The International Monetary Fund (IMF) has praised the success of Argentina's debt swap and said it will soon begin talks with the country.
President Nestor Kirchner considers the debt swap a success
Argentina's debt restructuring offer closed last Friday and the government has announced a 76% acceptance rate.
"It has been a very good result.
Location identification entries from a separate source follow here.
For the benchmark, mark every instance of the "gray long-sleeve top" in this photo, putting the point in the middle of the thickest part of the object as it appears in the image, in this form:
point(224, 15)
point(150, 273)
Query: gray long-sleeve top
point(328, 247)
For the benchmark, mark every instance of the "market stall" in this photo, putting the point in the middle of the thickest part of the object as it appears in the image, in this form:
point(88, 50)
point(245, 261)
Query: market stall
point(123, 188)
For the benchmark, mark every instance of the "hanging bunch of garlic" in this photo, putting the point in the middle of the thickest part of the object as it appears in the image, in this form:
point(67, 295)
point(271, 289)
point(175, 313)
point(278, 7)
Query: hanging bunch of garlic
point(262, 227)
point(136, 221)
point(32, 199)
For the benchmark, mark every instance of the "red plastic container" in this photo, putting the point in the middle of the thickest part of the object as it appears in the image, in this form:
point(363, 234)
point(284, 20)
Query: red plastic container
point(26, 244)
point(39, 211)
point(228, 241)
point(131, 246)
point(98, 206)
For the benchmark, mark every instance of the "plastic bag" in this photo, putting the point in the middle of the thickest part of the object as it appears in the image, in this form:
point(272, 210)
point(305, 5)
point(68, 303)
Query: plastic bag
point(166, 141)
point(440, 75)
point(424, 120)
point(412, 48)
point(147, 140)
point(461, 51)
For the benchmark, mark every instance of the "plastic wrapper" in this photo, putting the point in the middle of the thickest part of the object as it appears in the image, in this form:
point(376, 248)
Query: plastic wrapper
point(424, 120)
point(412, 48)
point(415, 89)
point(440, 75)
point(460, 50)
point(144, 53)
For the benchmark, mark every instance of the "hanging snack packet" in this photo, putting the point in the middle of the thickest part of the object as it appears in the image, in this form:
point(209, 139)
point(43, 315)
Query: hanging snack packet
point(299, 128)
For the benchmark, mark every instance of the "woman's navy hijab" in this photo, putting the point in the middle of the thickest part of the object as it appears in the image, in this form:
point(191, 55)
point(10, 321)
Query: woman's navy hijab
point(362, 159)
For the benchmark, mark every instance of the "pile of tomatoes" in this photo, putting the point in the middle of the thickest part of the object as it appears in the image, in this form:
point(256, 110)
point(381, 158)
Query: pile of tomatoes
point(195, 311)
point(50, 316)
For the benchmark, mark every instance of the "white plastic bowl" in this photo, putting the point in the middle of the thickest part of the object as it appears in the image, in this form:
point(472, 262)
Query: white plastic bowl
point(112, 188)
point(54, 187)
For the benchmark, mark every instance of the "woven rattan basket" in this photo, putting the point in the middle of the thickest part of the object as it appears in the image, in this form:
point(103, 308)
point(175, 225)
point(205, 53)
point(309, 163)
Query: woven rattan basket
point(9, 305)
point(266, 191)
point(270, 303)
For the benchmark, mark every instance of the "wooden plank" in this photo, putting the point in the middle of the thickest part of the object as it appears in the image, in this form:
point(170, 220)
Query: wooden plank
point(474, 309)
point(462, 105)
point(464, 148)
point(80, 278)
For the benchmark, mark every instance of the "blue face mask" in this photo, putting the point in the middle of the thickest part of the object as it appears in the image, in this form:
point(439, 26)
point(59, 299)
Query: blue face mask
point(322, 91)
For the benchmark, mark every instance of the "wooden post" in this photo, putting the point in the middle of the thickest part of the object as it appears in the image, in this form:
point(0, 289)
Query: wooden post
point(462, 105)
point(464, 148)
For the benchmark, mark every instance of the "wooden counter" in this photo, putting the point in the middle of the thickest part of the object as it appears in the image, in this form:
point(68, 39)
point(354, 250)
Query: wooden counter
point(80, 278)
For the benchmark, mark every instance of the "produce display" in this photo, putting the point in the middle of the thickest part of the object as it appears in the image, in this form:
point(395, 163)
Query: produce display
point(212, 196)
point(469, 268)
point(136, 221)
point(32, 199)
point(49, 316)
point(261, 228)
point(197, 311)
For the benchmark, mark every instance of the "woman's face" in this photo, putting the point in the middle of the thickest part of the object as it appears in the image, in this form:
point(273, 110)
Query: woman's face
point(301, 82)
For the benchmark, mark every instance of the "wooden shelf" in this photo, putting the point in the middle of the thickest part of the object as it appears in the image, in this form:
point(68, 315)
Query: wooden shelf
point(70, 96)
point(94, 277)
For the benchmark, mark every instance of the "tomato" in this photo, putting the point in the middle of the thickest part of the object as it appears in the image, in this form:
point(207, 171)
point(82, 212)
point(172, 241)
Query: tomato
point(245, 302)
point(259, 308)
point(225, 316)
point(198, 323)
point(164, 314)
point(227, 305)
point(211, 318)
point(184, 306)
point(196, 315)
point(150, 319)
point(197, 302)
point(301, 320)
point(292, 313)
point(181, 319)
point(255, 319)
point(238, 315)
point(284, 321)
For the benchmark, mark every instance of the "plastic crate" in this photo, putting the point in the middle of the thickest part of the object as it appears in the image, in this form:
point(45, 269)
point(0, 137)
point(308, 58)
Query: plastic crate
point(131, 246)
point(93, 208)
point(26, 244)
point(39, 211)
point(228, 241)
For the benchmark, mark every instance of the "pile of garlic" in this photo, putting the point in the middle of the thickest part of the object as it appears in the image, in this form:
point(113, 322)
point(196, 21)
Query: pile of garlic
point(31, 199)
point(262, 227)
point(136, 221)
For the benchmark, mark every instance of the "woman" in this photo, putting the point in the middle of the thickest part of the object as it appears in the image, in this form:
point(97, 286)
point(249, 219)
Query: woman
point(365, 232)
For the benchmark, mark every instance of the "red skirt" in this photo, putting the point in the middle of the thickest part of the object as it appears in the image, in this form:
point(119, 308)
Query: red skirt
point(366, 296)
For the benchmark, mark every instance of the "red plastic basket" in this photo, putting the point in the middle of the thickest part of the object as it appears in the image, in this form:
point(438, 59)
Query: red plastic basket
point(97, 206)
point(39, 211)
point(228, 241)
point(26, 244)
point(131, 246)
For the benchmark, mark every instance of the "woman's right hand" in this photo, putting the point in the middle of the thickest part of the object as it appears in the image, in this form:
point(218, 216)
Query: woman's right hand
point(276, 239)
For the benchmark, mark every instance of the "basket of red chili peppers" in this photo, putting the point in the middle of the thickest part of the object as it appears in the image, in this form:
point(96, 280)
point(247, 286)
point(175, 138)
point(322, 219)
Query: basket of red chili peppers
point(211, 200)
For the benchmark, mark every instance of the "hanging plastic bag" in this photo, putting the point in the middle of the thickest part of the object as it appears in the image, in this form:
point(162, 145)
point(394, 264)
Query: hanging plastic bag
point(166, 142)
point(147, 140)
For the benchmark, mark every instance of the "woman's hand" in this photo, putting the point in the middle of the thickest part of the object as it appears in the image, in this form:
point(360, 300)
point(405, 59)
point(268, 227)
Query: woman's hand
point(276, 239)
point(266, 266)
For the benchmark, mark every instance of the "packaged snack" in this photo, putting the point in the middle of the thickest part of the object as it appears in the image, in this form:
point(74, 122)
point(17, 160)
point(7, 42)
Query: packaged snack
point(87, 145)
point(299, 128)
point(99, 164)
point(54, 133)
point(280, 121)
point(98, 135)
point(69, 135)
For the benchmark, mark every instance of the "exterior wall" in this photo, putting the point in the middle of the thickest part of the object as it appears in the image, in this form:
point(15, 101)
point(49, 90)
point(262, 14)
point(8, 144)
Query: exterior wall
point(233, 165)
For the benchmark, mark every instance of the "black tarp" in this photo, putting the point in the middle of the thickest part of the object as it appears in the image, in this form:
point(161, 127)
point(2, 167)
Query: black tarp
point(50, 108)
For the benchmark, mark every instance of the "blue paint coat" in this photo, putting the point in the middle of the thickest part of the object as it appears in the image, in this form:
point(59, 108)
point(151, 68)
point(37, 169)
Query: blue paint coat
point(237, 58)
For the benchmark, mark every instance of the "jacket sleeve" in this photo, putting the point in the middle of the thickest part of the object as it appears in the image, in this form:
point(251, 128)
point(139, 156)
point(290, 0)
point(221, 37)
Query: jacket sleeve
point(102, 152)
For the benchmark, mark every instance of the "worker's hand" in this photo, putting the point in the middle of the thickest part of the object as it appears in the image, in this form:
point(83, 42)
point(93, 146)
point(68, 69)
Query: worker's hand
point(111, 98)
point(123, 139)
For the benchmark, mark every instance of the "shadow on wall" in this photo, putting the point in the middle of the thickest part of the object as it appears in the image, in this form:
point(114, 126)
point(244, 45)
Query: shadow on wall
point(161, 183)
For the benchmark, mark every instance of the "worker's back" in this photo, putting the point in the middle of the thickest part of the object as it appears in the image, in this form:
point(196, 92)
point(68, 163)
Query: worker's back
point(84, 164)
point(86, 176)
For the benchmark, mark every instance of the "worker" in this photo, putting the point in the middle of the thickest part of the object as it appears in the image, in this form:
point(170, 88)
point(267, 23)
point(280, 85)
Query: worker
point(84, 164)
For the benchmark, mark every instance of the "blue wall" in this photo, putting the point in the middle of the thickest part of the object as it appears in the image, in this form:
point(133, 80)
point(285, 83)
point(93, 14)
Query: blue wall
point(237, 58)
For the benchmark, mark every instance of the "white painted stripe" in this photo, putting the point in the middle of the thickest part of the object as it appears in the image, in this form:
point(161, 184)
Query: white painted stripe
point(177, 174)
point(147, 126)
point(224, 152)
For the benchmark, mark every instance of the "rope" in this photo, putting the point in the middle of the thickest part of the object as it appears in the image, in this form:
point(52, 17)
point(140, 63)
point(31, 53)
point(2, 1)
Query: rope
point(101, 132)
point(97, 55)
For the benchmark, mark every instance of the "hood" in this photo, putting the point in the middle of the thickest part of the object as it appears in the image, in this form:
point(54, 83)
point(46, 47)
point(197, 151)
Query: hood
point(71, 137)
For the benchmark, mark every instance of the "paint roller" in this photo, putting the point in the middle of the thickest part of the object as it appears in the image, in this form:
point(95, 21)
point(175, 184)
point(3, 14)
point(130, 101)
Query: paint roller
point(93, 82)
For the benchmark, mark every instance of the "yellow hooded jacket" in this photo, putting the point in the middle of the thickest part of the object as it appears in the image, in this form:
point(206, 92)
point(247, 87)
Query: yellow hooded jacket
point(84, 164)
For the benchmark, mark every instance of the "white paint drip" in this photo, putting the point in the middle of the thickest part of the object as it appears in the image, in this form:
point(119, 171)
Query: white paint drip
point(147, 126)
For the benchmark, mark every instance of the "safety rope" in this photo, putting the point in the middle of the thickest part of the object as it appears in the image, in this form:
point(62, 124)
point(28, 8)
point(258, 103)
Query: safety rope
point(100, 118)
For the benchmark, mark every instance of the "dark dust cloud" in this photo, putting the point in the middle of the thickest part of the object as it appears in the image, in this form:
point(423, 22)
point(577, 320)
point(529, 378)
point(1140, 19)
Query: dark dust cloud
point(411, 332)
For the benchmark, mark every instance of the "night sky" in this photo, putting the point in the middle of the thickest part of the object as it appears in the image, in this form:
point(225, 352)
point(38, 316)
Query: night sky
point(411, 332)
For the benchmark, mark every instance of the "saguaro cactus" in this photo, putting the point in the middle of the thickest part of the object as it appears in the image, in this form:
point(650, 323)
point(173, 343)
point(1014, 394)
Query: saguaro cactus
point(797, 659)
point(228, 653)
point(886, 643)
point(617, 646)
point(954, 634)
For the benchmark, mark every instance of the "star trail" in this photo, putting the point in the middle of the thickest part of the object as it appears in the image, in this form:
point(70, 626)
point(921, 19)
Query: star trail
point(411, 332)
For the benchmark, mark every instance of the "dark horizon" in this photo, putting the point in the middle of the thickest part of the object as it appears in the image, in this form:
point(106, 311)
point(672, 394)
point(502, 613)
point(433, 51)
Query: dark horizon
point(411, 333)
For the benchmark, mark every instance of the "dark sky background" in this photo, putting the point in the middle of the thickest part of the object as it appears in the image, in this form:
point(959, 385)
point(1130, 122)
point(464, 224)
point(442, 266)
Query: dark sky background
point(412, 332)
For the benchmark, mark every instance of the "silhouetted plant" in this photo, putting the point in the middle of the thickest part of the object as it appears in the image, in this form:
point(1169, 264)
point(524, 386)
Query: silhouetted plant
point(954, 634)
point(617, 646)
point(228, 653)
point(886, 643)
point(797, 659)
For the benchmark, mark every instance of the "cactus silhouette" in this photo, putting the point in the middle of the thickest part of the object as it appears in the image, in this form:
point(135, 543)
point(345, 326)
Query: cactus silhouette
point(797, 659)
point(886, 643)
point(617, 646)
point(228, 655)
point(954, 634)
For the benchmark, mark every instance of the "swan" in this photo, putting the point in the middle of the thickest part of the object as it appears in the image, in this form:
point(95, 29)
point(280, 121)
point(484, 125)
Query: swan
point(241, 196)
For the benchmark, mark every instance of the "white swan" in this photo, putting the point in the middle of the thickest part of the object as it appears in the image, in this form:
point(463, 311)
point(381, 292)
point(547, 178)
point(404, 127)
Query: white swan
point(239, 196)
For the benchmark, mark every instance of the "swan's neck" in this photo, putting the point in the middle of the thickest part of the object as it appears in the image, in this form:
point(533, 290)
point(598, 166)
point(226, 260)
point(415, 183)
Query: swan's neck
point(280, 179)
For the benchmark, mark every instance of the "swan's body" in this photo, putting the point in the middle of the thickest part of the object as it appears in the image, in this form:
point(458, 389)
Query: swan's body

It is a very important step for Argentina's economy," IMF deputy managing director Agustin Carstens said.
The IMF earlier stressed it was too early to say negotiations had resumed.
Argentina defaulted on its debt three years ago, the biggest sovereign debt default in modern history.
Argentina and the IMF suspended negotiations last August over a $13bn (£6.7bn; 9.8bn euros) loan agreement until the debt was restructured.
Now that the debt has been successfully restructured, Economy Minister Roberto Lavagna is set to meet IMF managing director Rodrigo Rato next week.
IMF spokesman Thomas Dawson said on Thursday that this will be a resumption of conversations but it is still too early to say it is a formal resumption of negotiations.
Among the issues analysts expect Mr Rato and Mr Lavagna to discuss is that of the creditors that rejected the Argentine restructuring offer.
The IMF's Mr Rato (pictured) will meet Argentina's economy minister next week
Within this context, IMF director Pier Carlo Padoan has told Reuters news agency that Argentina still has to solve this issue before it can consider its debt problems to be solved.
Mr Padoan represents Italy on the board of the IMF and his country is home to the majority of Argentina's foreign creditors.
The Argentine government has said in the past that this was its last offer to creditors.
Now the investors who rejected the Argentine offer may try their luck with the courts or accept the loss of the investment.
But Mr Padoan has insisted that "Argentina has to clarify how to deal with the excluded creditors, it has to find a way that respects the conditions of good faith".